Friday, June 03, 2011

Night of the Living Dead Aid

This morning I accidentally stumbled on this old blog post from 2009, about Dambisa Moyo's book, Dead Aid, and I thought it was worth resurrecting its rotting corpse and taking another look.

It was a bit of a ranty rambly blog post at the time, and I also forgot to follow up one of the comments, which linked to this radio interview with Moyo, which I've now listened to.

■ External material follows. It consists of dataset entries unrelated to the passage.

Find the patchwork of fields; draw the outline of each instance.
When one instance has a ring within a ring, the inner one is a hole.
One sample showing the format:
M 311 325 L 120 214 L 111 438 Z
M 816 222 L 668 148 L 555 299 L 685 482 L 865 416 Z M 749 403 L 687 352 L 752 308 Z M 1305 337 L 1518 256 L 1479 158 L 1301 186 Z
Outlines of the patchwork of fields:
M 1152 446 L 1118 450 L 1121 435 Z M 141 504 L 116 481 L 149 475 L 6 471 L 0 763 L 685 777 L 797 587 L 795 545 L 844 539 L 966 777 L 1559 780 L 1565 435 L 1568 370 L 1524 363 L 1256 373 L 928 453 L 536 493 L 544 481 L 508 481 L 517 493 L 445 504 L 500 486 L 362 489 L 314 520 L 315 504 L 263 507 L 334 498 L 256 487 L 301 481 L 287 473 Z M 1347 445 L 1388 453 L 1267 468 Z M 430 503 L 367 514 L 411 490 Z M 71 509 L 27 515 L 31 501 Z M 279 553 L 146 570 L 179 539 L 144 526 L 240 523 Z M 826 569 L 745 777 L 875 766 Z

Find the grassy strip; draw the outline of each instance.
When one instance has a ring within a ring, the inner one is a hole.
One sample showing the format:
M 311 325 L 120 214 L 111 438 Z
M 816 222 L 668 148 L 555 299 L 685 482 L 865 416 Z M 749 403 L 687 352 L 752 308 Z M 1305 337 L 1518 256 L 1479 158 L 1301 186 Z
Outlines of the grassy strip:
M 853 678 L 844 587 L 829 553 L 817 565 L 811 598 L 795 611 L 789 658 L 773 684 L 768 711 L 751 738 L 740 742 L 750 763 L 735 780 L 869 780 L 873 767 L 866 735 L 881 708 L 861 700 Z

In summary of what I'd said before, Moyo used the book to sweepingly label all (governmental) aid as "bad" and feeding corruption, and so should be stopped.  She also had seemed to have criticism for humanitarian and charity aid.

What particularly worried me at the time (and is still my main reservation) was her apparent faith that the free market would simply "step in" and do everything that governmental aid is failing to do.  Apparently Chinese and other foreign investment will inevitably bring growth to African wealth.

Wednesday, June 01, 2011

Persistent Pigeon

This sign was on the front door three Saturdays ago at the venue where I go to the Saturday Acting Academy (which is very very good if you're interested in getting into acting - I'm on the intermediate course at the moment).


I never got around to posting it, and the following Saturday the sign was gone and the door open.  Then last weekend the sign had returned.  I'm sure it's only a matter of time before the pigeon learns to open doors, like the velociraptors in Jurassic Park.  Clever girl...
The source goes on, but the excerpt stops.